Biraz daha ayrıntılı bakınca kitabın başında bana teşekkür ettiklerini okudum ve sonsuz duygulandım. Demişler ki :
PROF. DR. SAKİNE ERUZ’A TEŞEKKÜR
Bir yaprağa bakarak ağacı, mevsimi, coğrafyayı o coğrafyanın insanını, alışkanlıklarını ve kültürünü anlatabilir misiniz? Çeviribilim alanının değerli hocası Sakine Eruz, çeviri amaçlı metin çözümlemesi dersine yolda bulduğu bir yaprağı getirir, öğrencilere “bu yaprak sizce hangi ağacın?, hangi coğrafyada ve mevsimde yetişmiş olabilir?, peki etrafınızda hiç bu ağacı gördünüz mü ?” diye sorar.
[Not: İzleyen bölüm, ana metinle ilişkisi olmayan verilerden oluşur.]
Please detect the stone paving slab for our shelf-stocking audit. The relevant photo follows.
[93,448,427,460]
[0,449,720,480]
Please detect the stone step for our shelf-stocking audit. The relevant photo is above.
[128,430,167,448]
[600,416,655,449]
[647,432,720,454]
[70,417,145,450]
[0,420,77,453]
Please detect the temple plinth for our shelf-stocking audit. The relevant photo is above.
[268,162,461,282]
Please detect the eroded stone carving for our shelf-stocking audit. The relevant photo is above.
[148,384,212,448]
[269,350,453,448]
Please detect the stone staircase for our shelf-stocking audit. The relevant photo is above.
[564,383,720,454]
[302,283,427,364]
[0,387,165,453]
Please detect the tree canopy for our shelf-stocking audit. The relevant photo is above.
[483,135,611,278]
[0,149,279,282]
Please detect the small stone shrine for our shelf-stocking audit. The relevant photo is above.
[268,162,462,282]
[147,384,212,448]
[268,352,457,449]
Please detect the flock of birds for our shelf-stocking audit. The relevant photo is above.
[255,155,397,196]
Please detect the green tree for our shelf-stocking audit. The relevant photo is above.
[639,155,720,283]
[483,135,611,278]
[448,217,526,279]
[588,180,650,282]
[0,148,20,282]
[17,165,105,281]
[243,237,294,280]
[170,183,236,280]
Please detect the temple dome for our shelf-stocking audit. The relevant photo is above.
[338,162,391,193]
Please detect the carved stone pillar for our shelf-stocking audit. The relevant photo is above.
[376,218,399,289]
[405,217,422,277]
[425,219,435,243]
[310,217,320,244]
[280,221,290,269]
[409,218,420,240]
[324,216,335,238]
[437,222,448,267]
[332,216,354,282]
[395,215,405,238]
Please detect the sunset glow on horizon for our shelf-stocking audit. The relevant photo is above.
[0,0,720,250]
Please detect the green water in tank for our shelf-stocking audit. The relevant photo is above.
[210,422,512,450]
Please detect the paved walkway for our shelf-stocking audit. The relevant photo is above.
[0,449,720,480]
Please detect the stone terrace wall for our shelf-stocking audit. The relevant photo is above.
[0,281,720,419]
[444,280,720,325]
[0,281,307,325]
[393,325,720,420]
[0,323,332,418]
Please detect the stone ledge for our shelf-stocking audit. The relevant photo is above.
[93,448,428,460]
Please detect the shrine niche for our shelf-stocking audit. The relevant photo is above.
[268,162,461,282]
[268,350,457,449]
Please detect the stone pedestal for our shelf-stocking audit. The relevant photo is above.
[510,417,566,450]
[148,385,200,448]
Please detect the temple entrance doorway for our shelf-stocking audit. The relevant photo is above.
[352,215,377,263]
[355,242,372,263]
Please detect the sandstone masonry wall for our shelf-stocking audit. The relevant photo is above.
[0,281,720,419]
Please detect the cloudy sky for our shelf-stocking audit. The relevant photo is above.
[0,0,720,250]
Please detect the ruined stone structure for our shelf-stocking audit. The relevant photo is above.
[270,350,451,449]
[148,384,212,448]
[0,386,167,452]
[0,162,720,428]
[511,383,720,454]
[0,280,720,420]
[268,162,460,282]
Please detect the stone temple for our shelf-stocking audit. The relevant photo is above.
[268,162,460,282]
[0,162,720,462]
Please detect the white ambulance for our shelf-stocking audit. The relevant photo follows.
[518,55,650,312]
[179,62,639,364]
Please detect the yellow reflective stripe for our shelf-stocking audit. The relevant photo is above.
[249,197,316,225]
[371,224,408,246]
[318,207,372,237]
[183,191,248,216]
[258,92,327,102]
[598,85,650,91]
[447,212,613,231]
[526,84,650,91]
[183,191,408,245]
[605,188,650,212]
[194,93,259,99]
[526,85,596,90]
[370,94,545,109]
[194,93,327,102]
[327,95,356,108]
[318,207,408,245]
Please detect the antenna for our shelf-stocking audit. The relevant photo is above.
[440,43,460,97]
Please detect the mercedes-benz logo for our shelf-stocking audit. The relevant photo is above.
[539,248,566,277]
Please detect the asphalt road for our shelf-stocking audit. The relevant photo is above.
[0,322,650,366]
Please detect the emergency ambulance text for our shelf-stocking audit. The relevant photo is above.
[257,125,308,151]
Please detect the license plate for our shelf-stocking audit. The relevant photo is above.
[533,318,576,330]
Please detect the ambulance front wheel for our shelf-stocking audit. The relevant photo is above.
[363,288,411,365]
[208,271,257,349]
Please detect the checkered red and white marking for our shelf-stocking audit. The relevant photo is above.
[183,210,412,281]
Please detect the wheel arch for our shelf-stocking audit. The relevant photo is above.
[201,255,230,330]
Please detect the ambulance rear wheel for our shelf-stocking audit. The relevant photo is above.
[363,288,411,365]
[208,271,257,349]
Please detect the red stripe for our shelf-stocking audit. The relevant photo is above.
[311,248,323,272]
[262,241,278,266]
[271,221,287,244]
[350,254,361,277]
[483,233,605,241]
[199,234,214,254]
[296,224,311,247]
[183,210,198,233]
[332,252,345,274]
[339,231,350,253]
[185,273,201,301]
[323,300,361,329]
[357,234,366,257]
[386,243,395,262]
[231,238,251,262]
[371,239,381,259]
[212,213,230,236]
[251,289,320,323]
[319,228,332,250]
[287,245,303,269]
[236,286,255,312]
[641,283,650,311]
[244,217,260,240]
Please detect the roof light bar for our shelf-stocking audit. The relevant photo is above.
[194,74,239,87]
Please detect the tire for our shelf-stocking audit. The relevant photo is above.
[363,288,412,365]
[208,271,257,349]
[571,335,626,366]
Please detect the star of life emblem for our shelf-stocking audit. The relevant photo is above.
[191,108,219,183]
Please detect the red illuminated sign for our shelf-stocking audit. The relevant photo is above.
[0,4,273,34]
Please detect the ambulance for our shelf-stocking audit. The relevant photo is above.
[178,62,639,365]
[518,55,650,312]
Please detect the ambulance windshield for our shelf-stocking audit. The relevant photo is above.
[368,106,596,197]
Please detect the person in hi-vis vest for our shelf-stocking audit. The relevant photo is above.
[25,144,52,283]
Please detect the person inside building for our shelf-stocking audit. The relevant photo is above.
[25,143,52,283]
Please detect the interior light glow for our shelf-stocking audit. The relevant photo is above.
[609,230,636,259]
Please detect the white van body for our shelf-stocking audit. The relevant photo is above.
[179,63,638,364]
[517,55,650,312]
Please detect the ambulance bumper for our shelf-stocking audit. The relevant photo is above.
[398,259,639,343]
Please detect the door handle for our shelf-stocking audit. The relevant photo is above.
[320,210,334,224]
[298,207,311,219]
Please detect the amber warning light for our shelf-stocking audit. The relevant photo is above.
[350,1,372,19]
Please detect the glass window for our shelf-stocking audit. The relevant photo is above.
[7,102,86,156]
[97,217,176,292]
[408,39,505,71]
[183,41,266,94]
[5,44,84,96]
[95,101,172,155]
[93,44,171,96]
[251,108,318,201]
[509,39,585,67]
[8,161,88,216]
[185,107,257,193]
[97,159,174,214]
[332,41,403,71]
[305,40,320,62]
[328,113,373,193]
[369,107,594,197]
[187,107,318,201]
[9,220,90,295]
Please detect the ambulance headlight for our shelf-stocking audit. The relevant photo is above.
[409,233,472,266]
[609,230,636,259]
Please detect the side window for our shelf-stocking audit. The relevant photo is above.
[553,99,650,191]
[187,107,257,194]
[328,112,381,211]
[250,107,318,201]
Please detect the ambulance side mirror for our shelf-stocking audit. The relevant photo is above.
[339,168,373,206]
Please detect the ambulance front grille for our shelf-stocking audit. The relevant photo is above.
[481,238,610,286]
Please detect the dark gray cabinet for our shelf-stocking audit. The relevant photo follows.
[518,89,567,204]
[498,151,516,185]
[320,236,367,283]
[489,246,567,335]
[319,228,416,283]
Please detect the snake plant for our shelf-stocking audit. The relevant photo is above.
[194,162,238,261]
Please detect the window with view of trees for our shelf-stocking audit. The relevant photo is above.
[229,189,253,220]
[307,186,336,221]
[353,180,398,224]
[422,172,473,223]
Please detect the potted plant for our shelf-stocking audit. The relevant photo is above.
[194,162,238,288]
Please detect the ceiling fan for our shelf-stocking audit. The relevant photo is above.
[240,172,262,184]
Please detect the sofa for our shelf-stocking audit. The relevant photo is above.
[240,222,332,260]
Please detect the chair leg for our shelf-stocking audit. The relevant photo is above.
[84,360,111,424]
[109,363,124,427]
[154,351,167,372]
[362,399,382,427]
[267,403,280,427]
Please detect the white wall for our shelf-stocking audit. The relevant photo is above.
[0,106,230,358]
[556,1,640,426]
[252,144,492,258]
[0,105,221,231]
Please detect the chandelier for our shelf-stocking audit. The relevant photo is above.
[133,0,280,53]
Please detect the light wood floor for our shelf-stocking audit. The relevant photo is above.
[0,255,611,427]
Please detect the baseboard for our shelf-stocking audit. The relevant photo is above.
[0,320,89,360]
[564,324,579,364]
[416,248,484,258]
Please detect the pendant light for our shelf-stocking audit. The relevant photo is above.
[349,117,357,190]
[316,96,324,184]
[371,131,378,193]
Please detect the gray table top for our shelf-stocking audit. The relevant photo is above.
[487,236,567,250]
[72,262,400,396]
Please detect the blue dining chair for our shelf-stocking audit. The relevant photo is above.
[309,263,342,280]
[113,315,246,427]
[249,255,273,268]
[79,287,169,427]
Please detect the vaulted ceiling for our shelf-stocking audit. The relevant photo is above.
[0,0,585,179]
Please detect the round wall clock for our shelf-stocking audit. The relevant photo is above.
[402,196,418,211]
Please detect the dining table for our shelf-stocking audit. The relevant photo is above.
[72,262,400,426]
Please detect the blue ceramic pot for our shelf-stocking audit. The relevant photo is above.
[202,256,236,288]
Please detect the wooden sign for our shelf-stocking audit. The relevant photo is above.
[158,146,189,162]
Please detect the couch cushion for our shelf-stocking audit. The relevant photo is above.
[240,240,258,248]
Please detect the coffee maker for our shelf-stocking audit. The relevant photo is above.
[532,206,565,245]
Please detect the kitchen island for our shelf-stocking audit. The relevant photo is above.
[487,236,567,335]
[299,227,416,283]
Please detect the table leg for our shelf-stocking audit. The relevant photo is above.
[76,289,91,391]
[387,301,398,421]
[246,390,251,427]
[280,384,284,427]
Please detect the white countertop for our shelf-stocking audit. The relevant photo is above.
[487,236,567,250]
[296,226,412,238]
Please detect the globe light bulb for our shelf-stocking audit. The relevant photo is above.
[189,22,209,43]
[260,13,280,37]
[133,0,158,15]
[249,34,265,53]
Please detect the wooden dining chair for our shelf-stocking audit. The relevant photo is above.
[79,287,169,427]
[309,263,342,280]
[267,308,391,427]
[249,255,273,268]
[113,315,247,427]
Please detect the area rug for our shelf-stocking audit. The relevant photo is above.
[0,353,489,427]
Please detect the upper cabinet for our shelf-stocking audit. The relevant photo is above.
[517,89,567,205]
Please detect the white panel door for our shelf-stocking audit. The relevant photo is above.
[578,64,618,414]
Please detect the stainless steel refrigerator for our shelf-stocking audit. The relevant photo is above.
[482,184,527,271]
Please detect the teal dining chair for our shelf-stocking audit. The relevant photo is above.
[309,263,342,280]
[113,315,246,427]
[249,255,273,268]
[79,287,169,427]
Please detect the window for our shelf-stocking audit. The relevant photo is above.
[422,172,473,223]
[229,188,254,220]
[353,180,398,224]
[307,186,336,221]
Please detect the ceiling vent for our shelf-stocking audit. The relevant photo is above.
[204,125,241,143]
Her öğrenci kendince cevap verir, Sakine Hoca da bu ‘göreliğin’ alışkanlıklar, ilgi alanları ve kültür katmanlarındaki farklılıklardan kaynaklandığını hayatın akışı içinde anlatır. Öğrencilere etraflarına farkındalıkla bakmanın ne kadar önemli olduğunu göstermek ister.
Nesnelerin de kendi öyküsünü anlatan birer metin olduğunu hep canlı tuttuğu coşkusuyla anlatan hocamız, buradan yumuşak bir geçişle çevirinin bir öykü anlatma eylemi olduğunu fark ettirir. Keza çevirmenlerin de birer öykü anlatıcısı olarak etraflarına farkındalıkla bakmalarının önemini vurgular. Ne mutlu ki yüzlerce öğrenci Sakine Hocamızdan aldığı derslerle bu şansa erişti. Bir o kadar kişi de kendisinin gerek kitapları gerekse diğer paylaşımlarıyla bu anlamlı iletişimi sürdürüyor.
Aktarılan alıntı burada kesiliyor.